S’intéressant particulièrement à l’incarnation, Marguerite Dupire nous fait savoir qu’après la mort d’un Ancêtre, celui-ci peut se réincarner dans la vie d’un bébé . Ainsi, il est de coutume en milieu seereer de procéder à des libations d’eau mélangée avec le sable sur la tombe : « du sable pris sur la tombe est mélangée avec de l’eau lustrale » . Cette eau est versée sur le bébé qui est frotté et balancé trois fois ou quatre fois selon le sexe. L’eau tombant enlève la maladie du bébé. Ces propos de Dupire sont d’une importance capitale pour la compréhension du thème dans le processus de l’incarnation. Mais ce rituel de libation n’est pas accompli par le plus vieux ou la plus vieille mais par ceux qui s’y connaissent, surtout les plus vieux de la famille de l’incarné, c’est-à-dire les plus concernés. Car il faut que l’ancêtre soit identifié. Il y a des cas où la personne ciblée n’est pas l’incarné. De ce fait, l’enfant ne peut pas être délivré. En milieu seereer, ce rituel de libation d’eau mélangée à du sable est d’une grande importance pour l’enfant réincarné.

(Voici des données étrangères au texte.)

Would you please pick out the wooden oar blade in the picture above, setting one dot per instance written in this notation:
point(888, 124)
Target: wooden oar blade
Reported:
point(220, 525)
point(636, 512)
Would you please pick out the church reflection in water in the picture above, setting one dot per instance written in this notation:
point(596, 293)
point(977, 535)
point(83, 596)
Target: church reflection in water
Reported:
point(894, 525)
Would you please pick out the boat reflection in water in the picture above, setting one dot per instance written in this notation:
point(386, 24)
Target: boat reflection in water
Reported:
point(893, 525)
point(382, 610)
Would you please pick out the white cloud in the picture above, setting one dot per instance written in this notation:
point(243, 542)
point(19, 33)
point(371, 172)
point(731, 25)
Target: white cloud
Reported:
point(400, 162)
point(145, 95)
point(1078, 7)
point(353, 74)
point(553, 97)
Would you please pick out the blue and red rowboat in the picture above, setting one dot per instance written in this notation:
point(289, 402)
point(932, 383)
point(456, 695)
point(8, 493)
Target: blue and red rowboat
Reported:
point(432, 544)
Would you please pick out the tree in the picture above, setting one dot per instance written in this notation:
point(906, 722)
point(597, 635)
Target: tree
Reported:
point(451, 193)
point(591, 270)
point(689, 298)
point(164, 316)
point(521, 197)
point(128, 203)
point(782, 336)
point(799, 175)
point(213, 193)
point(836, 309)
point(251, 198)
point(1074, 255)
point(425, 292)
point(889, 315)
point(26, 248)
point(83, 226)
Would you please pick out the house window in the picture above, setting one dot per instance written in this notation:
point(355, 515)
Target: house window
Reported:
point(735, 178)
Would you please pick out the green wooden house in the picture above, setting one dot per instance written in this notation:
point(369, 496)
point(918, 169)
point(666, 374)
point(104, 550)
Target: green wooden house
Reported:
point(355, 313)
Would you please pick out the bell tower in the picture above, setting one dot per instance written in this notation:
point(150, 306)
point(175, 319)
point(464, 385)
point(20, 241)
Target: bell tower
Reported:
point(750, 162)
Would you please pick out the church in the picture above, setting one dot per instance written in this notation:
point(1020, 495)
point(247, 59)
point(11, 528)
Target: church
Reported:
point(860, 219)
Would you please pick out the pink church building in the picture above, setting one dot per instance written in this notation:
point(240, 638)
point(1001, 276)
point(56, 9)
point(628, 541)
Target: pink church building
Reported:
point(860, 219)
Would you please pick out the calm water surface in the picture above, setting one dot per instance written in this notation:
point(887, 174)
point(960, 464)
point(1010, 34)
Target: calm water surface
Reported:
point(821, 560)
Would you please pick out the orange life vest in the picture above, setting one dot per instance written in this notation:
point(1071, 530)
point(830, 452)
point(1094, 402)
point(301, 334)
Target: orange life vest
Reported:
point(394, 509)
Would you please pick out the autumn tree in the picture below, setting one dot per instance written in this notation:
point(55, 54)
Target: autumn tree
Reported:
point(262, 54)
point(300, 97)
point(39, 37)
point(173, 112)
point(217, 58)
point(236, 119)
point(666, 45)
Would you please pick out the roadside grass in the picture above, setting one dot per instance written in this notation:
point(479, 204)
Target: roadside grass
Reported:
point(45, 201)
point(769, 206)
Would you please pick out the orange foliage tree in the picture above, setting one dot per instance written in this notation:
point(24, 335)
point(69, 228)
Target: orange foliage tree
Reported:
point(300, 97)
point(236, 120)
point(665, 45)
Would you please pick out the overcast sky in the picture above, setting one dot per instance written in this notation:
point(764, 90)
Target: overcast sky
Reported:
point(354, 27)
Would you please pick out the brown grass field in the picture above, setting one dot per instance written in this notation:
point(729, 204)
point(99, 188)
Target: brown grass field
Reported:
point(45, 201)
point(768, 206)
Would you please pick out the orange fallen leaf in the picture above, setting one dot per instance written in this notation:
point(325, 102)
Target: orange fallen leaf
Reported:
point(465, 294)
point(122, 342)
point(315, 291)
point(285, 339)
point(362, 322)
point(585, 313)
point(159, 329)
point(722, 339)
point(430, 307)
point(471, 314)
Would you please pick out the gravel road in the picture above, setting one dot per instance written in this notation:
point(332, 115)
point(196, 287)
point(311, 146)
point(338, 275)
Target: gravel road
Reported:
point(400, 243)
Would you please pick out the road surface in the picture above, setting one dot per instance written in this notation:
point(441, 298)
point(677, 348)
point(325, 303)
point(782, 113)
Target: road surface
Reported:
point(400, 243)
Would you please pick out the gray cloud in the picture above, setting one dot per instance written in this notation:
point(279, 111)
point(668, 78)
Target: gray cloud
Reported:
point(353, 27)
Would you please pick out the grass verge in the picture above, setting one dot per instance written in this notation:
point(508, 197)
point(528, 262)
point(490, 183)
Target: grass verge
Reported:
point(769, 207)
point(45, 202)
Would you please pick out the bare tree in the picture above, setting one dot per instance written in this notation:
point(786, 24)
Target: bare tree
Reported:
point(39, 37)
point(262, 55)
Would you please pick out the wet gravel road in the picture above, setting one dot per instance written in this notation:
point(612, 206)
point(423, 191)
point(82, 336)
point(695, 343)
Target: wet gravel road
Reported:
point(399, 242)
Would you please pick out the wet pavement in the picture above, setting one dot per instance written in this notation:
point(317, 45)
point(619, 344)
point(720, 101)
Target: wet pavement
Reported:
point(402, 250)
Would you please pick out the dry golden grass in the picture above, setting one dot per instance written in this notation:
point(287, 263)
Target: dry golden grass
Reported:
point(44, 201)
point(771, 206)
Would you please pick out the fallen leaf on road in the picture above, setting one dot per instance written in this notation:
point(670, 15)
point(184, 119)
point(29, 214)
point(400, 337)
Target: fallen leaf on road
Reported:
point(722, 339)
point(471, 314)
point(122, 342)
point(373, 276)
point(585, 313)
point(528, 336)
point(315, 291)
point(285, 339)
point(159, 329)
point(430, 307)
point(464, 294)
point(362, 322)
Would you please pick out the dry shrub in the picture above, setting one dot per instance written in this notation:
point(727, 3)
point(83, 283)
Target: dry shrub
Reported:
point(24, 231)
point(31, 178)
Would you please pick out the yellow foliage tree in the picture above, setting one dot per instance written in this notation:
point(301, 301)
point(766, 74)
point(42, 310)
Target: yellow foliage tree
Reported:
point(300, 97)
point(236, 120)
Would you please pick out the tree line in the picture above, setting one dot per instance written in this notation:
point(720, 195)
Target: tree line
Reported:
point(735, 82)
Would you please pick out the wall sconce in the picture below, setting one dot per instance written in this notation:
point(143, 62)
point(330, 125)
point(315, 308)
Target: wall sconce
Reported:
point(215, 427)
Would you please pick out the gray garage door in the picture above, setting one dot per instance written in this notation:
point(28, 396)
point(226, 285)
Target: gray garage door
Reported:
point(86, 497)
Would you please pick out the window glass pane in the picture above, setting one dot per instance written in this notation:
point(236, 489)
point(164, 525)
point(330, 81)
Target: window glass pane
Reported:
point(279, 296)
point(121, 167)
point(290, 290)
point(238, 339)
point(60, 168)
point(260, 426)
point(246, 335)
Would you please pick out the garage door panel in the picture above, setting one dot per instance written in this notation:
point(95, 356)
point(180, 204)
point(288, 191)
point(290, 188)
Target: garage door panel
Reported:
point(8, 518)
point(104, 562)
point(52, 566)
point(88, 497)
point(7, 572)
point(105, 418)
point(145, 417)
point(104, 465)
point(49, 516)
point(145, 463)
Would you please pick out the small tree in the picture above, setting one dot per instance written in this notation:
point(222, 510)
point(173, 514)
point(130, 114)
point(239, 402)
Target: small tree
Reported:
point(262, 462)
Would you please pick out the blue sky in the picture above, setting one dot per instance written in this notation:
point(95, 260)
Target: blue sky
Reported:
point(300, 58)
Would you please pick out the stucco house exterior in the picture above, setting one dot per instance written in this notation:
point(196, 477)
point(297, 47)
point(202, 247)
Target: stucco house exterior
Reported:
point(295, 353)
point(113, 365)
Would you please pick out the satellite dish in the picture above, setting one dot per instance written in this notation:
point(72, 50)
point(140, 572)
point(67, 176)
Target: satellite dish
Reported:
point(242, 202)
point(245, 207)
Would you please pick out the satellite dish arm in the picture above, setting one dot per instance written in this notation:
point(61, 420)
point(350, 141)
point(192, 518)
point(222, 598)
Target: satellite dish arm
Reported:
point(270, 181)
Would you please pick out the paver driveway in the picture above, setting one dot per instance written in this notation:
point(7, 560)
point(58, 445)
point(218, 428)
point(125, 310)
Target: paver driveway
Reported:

Il le délivre, le libère et le guérit.
L’EAU DANS LA CRÉATION
« Le concept même de cosmogonies, en tant que récit de la formation de l’Univers, va au-delà du seul discours théologique et l’englobe. En l’occurrence, il vise à rendre compte du commencement de toute chose existante, et d’abord de la naissance de l’Univers ». Dans la mythologie égyptienne et seereer l’eau est l’élément primordial de la création. Toutes les cosmogonies sont unanimes à affirmer que l’eau est à l’origine de la création de l’univers. D’après toutes ces cosmogonies, particulièrement les cosmogonies égyptiennes et seereer, il y a eu de tout temps et avant toute chose une immensité liquide (le Noun et le marécage initial), incréée, qui n’a ni début ni fin, dans laquelle se renferment toutes les potentialités de la création. La présence de l’eau dans la création de l’univers égyptien et seereer est incontestable.
En effet, même les sources égyptiennes et traditionnelles nous apprennent que rien n’a existé si ce n’est le Noun ou le marécage initial. La symbolique de l’eau comme origine dans la création est aussi force vitale et fécondante. L’eau est le Verbe générateur, la lumière et la parole. Ainsi, « l’eau vive, l’eau de la vie se présente comme un symbole cosmogonique. C’est parce qu’elle purifie, guérit, rajeunit qu’elle introduit dans l’éternel » . Pour les Égyptiens comme pour les Seereer, le monde est sorti d’une grande masse liquide. Le monde est un désert océanique où le Créateur flotte sur la nappe aquatique. Conscient de lui-même, il commence la création. Tout vient de lui car rien n’a existé avant lui dans cet océan. L’eau fait partie de l’histoire de tout cosmos.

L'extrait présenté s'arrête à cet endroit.